Hunters help the hungry one serving at a time

Franklin County processor provides venison for the poor

CorrespondentDecember 19, 2012 

At Pearce's Meat Processing in Louisburg, Wake Tech student Jake Buchanan, 20, right, of Wake Forest watches as N.C. Wildlife Resources Commission wildlife biologist Adam Johnson measures the antlers on Buchanan's 150-pound, eight-point whitetail buck on Nov. 10, 2012, opening day of the central gun season. Wildlife conservation technician John Brown, behind lights, holds the antlers, and wildlife tech Brandon Bridges, foreground, writes the statistics on a form. Buchanan donated the meat to N.C. Hunters for the Hungry. The wildlife staff chose Pearce's for taking measurements because many hunters use the plant for processing.

TERI BOGGESS

  • More information Helping out Donations to help the nonprofit N.C. Hunters for the Hungry may be made by mail or online. Mail: N.C. Hunters for the Hungry Inc., P.O. Box 99108, Raleigh, NC 27624 Online: www.nchuntersforthehungry.org

— Hunters tend to size up a buck by the potential score of the antlers. Jeff Pearce calculates the number of servings.

“The average deer produces roughly 40 pounds of meat, 160 meals,” Pearce said, ignoring an eight-point rack as he eyeballed a 132-pound whitetail delivered to Pearce’s Franklin County meat processing plant on Perdues Road off N.C. 561. “That’s a bigger-than-average deer.”

Every serving, every donated deer adds up for a cause. Pearce is the tireless, 14-hour-a-day driving force behind N.C. Hunters for the Hungry. The nonprofit organization hires meat processors to turn deer donated by hunters into ground venison that is distributed to organizations that feed people in need.

Pearce, the processor coordinator, lives venison from the start of bow season in September until deer season ends Jan. 1 and last of the meat is cut, ground and distributed a couple of weeks later. He sells raffle tickets to help raise funds. He keeps careful tabulations.

At some point, perhaps “next year if we have the funds and I can get deer in here,” he said, “Pearce’s Custom Processing’s 2 millionth serving of donated venison will roll out of the freezer to go to a church, soup kitchen or food pantry, including the Inter-Faith Food Shuttle in Raleigh. A North Carolina-shaped plaque in his crowded office commemorates the 1 millionth serving, produced in 2005, all at Pearce’s.

Except for the rare grant, funds are privately raised. Visitors to the Dixie Deer Classic hunting show at the State Fairgrounds in Raleigh each March often will find Pearce fundraising.

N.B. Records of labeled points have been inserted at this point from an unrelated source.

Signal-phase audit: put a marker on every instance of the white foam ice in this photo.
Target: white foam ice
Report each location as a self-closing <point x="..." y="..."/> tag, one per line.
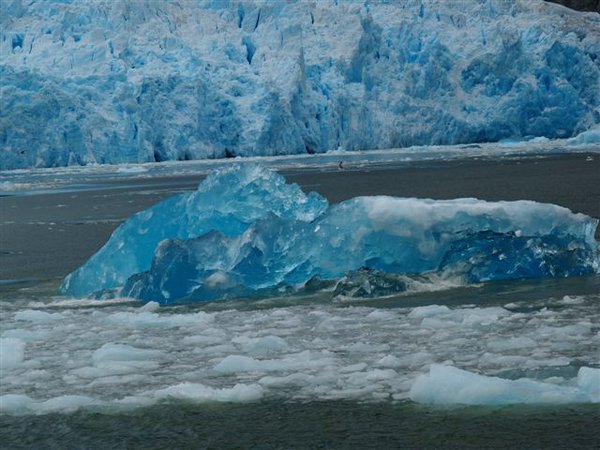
<point x="11" y="353"/>
<point x="450" y="385"/>
<point x="122" y="355"/>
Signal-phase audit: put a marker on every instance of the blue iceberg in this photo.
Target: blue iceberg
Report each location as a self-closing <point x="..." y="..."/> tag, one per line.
<point x="245" y="232"/>
<point x="111" y="82"/>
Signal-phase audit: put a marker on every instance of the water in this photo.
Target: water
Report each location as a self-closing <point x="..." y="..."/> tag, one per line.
<point x="323" y="373"/>
<point x="310" y="370"/>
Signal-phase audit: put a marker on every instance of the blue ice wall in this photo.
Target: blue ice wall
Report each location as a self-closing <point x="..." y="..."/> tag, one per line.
<point x="246" y="231"/>
<point x="140" y="80"/>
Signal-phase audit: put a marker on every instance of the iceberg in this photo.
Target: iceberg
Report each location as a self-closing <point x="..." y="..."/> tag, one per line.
<point x="246" y="232"/>
<point x="138" y="80"/>
<point x="229" y="201"/>
<point x="445" y="385"/>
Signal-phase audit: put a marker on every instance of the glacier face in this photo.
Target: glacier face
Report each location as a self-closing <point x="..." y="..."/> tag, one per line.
<point x="137" y="81"/>
<point x="245" y="231"/>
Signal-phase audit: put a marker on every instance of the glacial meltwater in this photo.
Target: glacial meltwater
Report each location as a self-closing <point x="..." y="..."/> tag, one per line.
<point x="360" y="357"/>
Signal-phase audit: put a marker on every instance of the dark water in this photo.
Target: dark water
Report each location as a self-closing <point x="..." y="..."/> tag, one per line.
<point x="43" y="237"/>
<point x="313" y="425"/>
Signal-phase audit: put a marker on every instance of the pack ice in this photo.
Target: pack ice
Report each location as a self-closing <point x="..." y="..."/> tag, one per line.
<point x="141" y="80"/>
<point x="245" y="231"/>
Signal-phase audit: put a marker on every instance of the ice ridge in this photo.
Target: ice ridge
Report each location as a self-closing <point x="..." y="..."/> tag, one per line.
<point x="245" y="231"/>
<point x="138" y="80"/>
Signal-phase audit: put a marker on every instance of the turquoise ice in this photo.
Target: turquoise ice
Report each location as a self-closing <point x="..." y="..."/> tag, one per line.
<point x="245" y="231"/>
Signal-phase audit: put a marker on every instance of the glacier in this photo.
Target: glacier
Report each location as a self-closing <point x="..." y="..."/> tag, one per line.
<point x="107" y="82"/>
<point x="246" y="232"/>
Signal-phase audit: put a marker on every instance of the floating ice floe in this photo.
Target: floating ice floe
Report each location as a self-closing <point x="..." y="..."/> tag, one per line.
<point x="450" y="385"/>
<point x="245" y="231"/>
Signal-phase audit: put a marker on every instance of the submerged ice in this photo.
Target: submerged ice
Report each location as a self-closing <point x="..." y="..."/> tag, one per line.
<point x="138" y="81"/>
<point x="245" y="231"/>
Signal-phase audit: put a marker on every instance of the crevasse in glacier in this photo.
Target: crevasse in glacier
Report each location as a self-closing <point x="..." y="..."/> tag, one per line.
<point x="141" y="80"/>
<point x="245" y="232"/>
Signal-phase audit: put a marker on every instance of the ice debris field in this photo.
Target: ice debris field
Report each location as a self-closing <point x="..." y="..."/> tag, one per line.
<point x="246" y="232"/>
<point x="140" y="81"/>
<point x="63" y="355"/>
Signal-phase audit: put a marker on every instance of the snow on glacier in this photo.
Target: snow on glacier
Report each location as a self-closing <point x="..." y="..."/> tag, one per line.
<point x="139" y="81"/>
<point x="246" y="231"/>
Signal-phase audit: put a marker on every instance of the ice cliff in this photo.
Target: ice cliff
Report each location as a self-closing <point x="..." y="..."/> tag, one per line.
<point x="245" y="231"/>
<point x="136" y="81"/>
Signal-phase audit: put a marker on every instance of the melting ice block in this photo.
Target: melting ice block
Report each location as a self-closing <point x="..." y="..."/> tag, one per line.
<point x="450" y="385"/>
<point x="246" y="231"/>
<point x="228" y="201"/>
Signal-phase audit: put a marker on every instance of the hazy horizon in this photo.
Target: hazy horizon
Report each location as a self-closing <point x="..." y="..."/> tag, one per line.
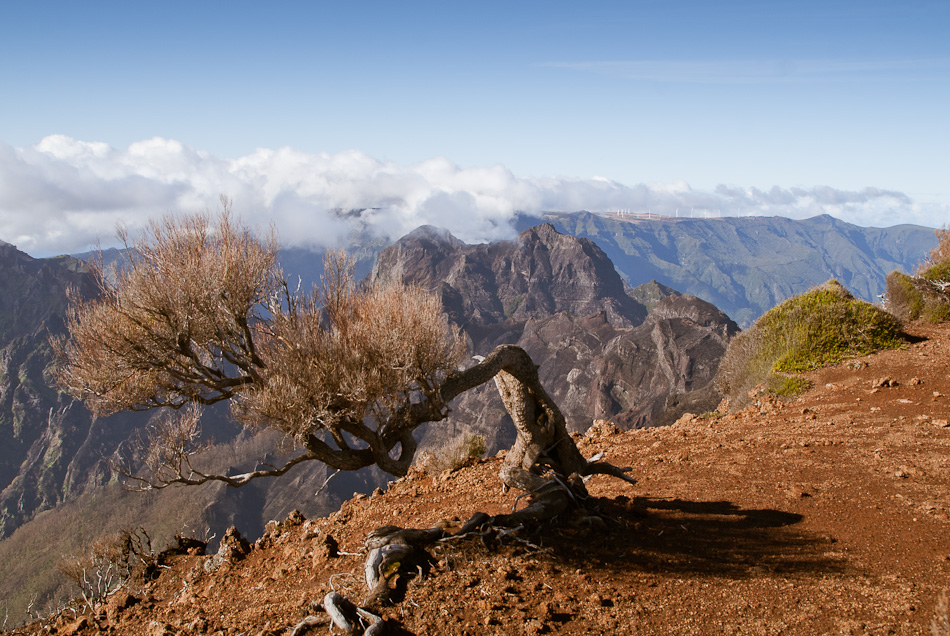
<point x="461" y="115"/>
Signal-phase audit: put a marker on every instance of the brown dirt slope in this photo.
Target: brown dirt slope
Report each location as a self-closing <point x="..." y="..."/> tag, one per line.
<point x="824" y="515"/>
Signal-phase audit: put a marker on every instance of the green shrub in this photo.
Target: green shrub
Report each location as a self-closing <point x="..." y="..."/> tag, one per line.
<point x="904" y="300"/>
<point x="787" y="385"/>
<point x="818" y="328"/>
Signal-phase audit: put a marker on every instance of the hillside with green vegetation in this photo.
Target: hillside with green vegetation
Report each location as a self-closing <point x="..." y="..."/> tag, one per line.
<point x="926" y="294"/>
<point x="745" y="266"/>
<point x="816" y="329"/>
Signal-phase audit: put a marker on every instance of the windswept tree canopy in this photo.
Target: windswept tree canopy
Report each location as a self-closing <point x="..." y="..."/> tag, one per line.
<point x="203" y="313"/>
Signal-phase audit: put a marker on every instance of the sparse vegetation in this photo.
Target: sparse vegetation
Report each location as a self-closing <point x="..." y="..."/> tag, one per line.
<point x="926" y="294"/>
<point x="788" y="385"/>
<point x="106" y="566"/>
<point x="818" y="328"/>
<point x="940" y="626"/>
<point x="456" y="454"/>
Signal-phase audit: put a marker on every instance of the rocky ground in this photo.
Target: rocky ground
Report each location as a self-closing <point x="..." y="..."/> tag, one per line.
<point x="824" y="515"/>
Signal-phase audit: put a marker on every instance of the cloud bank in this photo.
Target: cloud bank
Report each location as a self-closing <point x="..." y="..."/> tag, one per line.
<point x="63" y="195"/>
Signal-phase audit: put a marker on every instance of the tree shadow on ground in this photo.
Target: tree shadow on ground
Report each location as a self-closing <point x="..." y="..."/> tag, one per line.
<point x="716" y="538"/>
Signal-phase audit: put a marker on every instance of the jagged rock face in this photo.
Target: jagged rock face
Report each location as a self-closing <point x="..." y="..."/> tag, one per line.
<point x="599" y="354"/>
<point x="746" y="266"/>
<point x="540" y="274"/>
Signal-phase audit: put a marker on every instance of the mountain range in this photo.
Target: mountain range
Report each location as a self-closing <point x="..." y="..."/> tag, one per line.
<point x="597" y="311"/>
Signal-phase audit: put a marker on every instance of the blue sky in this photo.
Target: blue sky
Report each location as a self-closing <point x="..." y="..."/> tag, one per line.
<point x="844" y="99"/>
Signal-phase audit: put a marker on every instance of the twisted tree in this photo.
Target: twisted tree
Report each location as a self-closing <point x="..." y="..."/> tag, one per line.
<point x="202" y="313"/>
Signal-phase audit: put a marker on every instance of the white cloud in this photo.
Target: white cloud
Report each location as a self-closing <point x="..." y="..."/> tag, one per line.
<point x="64" y="195"/>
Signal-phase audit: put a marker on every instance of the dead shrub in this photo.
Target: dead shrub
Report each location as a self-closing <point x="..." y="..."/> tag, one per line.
<point x="456" y="454"/>
<point x="107" y="566"/>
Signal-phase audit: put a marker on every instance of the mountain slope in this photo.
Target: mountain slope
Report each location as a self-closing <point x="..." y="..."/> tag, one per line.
<point x="745" y="266"/>
<point x="600" y="354"/>
<point x="826" y="515"/>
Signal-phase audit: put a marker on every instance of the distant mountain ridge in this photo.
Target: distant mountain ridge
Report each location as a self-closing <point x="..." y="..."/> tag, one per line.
<point x="745" y="266"/>
<point x="600" y="353"/>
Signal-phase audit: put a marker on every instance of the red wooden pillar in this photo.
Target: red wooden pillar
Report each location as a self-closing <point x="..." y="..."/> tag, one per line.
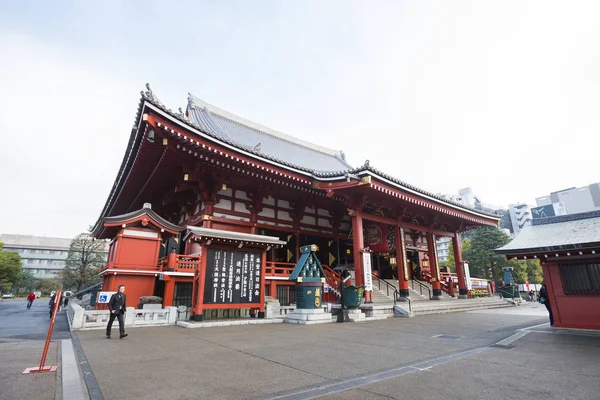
<point x="358" y="245"/>
<point x="460" y="268"/>
<point x="402" y="263"/>
<point x="263" y="265"/>
<point x="199" y="280"/>
<point x="169" y="291"/>
<point x="209" y="207"/>
<point x="297" y="246"/>
<point x="434" y="267"/>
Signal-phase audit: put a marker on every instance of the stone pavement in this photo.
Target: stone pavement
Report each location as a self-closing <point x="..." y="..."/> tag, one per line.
<point x="15" y="356"/>
<point x="281" y="360"/>
<point x="22" y="338"/>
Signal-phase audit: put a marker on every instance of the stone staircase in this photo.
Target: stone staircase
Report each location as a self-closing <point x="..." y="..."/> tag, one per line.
<point x="428" y="307"/>
<point x="421" y="305"/>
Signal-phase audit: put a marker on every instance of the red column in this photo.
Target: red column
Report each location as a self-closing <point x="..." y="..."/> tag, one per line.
<point x="402" y="263"/>
<point x="208" y="213"/>
<point x="169" y="291"/>
<point x="460" y="271"/>
<point x="263" y="265"/>
<point x="434" y="267"/>
<point x="297" y="246"/>
<point x="358" y="245"/>
<point x="197" y="307"/>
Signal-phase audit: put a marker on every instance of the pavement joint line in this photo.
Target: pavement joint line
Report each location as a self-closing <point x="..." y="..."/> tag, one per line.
<point x="512" y="338"/>
<point x="72" y="385"/>
<point x="341" y="385"/>
<point x="534" y="326"/>
<point x="91" y="383"/>
<point x="355" y="383"/>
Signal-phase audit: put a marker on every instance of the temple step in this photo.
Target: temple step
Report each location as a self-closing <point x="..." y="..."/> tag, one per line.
<point x="428" y="307"/>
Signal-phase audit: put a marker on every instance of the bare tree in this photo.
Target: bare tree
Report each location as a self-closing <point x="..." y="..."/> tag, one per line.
<point x="86" y="256"/>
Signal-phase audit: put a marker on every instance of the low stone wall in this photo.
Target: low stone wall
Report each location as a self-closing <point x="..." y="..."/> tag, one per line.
<point x="81" y="319"/>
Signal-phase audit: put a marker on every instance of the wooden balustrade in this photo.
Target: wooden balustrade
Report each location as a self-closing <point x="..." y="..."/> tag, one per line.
<point x="279" y="269"/>
<point x="179" y="263"/>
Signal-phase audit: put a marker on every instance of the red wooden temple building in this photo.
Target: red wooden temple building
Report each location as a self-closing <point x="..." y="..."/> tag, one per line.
<point x="568" y="247"/>
<point x="209" y="210"/>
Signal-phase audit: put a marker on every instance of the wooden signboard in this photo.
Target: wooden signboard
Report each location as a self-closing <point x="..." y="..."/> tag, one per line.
<point x="232" y="277"/>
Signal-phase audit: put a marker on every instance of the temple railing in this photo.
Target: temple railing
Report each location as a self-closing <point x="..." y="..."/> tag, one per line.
<point x="179" y="263"/>
<point x="278" y="269"/>
<point x="444" y="286"/>
<point x="131" y="267"/>
<point x="79" y="318"/>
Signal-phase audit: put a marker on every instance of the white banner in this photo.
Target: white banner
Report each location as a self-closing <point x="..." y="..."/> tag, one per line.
<point x="104" y="297"/>
<point x="367" y="271"/>
<point x="467" y="276"/>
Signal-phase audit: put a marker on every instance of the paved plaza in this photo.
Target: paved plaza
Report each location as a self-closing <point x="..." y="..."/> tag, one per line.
<point x="461" y="355"/>
<point x="289" y="361"/>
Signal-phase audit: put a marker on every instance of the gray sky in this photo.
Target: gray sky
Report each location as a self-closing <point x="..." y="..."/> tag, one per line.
<point x="502" y="96"/>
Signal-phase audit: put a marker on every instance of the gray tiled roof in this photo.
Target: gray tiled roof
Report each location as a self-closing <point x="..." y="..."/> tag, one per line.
<point x="263" y="140"/>
<point x="212" y="123"/>
<point x="560" y="234"/>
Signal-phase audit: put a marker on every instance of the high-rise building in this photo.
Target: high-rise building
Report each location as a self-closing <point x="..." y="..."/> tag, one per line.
<point x="43" y="256"/>
<point x="520" y="216"/>
<point x="568" y="201"/>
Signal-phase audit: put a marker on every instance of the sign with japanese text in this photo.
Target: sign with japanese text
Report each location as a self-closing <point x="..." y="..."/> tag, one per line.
<point x="467" y="276"/>
<point x="104" y="297"/>
<point x="232" y="277"/>
<point x="367" y="270"/>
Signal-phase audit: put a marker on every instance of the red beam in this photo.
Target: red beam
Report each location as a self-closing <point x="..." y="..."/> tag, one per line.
<point x="403" y="224"/>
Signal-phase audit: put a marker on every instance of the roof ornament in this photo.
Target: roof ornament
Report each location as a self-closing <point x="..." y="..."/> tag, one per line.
<point x="149" y="94"/>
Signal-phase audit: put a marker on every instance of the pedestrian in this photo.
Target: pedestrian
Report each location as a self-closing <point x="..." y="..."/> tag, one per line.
<point x="117" y="306"/>
<point x="545" y="300"/>
<point x="30" y="299"/>
<point x="417" y="273"/>
<point x="51" y="303"/>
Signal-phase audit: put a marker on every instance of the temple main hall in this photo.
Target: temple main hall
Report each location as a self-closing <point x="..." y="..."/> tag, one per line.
<point x="209" y="211"/>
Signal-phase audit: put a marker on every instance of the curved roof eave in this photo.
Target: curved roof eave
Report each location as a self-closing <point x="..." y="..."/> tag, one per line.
<point x="150" y="99"/>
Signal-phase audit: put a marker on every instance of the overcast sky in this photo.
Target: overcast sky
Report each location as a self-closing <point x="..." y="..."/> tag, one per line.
<point x="501" y="96"/>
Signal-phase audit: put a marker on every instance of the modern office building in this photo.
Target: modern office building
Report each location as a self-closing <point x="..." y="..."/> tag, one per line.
<point x="568" y="201"/>
<point x="520" y="216"/>
<point x="43" y="256"/>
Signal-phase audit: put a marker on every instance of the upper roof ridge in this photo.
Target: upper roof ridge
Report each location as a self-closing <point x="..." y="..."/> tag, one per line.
<point x="199" y="103"/>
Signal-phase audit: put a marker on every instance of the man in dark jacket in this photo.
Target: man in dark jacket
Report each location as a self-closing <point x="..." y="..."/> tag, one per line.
<point x="51" y="303"/>
<point x="117" y="306"/>
<point x="543" y="298"/>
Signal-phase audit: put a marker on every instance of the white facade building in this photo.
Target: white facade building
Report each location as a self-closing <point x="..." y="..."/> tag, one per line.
<point x="568" y="201"/>
<point x="520" y="216"/>
<point x="43" y="256"/>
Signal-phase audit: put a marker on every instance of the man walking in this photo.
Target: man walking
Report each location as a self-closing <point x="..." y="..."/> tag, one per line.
<point x="117" y="306"/>
<point x="30" y="299"/>
<point x="51" y="303"/>
<point x="543" y="298"/>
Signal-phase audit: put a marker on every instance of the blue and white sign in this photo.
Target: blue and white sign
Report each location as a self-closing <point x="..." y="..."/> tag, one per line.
<point x="104" y="297"/>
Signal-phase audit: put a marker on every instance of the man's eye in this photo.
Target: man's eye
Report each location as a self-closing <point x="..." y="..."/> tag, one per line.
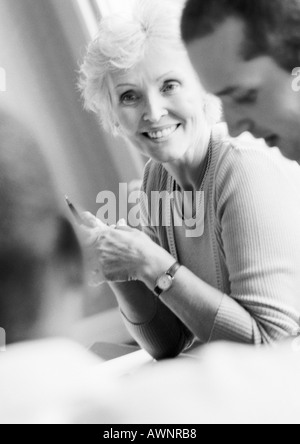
<point x="170" y="87"/>
<point x="129" y="98"/>
<point x="249" y="98"/>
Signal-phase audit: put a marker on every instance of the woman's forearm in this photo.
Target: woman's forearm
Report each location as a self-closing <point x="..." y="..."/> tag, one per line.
<point x="150" y="322"/>
<point x="198" y="306"/>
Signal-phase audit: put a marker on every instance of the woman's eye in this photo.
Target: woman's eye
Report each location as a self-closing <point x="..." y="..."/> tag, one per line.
<point x="129" y="98"/>
<point x="249" y="98"/>
<point x="171" y="87"/>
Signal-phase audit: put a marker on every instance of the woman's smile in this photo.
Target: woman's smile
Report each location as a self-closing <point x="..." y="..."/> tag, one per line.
<point x="161" y="134"/>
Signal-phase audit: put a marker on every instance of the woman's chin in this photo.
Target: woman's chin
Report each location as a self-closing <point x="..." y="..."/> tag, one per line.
<point x="167" y="156"/>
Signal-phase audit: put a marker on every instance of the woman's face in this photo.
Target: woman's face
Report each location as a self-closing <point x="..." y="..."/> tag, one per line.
<point x="159" y="105"/>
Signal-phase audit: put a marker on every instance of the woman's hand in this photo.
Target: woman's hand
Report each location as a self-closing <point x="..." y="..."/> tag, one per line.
<point x="128" y="254"/>
<point x="121" y="253"/>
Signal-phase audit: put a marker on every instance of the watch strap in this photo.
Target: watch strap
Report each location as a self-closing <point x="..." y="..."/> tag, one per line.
<point x="171" y="272"/>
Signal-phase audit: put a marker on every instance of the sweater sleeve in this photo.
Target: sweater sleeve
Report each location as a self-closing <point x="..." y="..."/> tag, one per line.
<point x="159" y="331"/>
<point x="258" y="220"/>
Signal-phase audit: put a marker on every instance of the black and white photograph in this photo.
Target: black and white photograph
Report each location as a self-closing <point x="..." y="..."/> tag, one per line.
<point x="149" y="214"/>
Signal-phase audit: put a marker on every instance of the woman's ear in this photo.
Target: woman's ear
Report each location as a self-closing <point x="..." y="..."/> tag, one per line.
<point x="213" y="109"/>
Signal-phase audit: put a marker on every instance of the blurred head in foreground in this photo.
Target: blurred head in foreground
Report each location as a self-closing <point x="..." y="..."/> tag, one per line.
<point x="247" y="53"/>
<point x="41" y="272"/>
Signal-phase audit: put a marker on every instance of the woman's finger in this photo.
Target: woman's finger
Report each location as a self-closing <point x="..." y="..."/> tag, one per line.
<point x="89" y="219"/>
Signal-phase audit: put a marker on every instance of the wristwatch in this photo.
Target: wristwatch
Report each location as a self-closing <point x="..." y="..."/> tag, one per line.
<point x="165" y="282"/>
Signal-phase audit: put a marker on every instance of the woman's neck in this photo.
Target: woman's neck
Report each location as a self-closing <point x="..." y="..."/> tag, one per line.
<point x="188" y="170"/>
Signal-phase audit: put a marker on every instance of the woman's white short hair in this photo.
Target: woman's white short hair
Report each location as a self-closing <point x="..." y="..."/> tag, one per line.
<point x="121" y="43"/>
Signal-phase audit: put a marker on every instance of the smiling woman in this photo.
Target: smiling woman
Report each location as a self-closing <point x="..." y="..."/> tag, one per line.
<point x="236" y="280"/>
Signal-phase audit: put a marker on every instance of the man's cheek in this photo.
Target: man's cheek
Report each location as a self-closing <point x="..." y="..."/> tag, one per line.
<point x="296" y="80"/>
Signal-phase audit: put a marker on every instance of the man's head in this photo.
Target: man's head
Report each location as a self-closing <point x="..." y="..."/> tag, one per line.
<point x="245" y="52"/>
<point x="40" y="258"/>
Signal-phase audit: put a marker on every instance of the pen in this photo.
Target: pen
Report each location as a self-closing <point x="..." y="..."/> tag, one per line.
<point x="75" y="213"/>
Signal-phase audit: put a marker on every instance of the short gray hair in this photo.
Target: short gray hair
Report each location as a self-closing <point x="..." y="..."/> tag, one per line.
<point x="121" y="43"/>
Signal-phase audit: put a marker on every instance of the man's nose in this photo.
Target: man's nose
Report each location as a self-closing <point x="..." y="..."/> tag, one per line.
<point x="236" y="121"/>
<point x="155" y="109"/>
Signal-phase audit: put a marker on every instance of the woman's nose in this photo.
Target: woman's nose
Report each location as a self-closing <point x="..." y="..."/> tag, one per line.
<point x="155" y="110"/>
<point x="237" y="123"/>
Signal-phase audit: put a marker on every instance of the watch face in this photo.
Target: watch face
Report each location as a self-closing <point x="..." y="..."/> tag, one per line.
<point x="165" y="282"/>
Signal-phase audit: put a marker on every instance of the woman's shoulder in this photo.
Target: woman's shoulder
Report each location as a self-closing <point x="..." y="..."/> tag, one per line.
<point x="245" y="154"/>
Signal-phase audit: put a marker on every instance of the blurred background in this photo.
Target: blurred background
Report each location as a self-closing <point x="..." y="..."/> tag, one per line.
<point x="42" y="43"/>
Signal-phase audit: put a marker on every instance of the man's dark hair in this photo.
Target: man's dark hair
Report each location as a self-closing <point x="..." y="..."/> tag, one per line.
<point x="35" y="239"/>
<point x="272" y="27"/>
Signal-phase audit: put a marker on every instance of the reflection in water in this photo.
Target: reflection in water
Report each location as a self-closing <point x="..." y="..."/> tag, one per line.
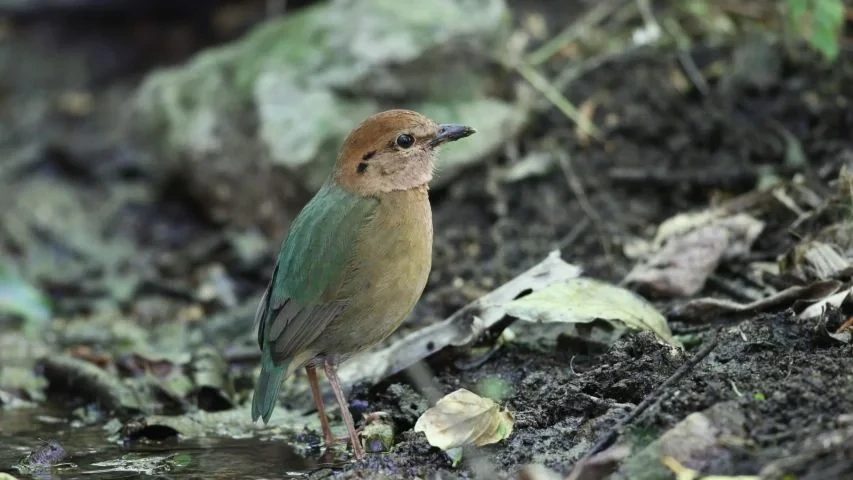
<point x="91" y="456"/>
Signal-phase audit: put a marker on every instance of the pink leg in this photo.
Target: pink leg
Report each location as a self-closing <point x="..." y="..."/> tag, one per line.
<point x="318" y="401"/>
<point x="332" y="375"/>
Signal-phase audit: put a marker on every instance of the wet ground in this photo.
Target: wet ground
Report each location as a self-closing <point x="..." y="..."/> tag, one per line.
<point x="669" y="149"/>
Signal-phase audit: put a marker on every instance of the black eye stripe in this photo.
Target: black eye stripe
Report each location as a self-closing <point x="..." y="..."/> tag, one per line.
<point x="405" y="140"/>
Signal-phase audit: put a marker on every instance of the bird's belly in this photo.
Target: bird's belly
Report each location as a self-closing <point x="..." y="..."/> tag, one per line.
<point x="393" y="263"/>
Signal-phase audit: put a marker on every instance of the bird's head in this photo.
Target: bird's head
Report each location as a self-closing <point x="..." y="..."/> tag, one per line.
<point x="393" y="150"/>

“As far as the hunters, I think the program’s the best program ever to exist,” Pearce said, listing the contributions of thinning the deer herd, helping hunters avoid wasting meat, and saving the government money by privately supplying the hungry with protein, “the hardest commodity for people to get to eat.”

With a deer population at about 1.35 million, according to the N.C. Wildlife Resources Commission, the state has a lot of protein in the woods. Statewide, hunters killed more than 173,000 deer last season.

On Nov. 10, opening day of central gun season, donors included John Green, 48, a lawyer from Raleigh who brought in a big Vance County eight-pointer. “I get some processed for me, but I have donated 25 to 30 deer over the years,” he said.

Carl Huggins of Norlina arrived with a 75-pound doe. His freezer was full. He pointed out that N.C. hunters are allowed six deer and can obtain additional antlerless deer tags. “I fill my tags. It shouldn’t be a problem filling them,” he said.

Pearce and 13 other licensed processors will continue handling donated meat for as long as they can pay employees. Processors receive just $40 to $50 per deer. Even though people might not be hunters, Pearce said, they have to agree that feeding the hungry a nutritious meat is a good idea.

“The more money we could get in the program,” he said, “the bigger we could make the program.”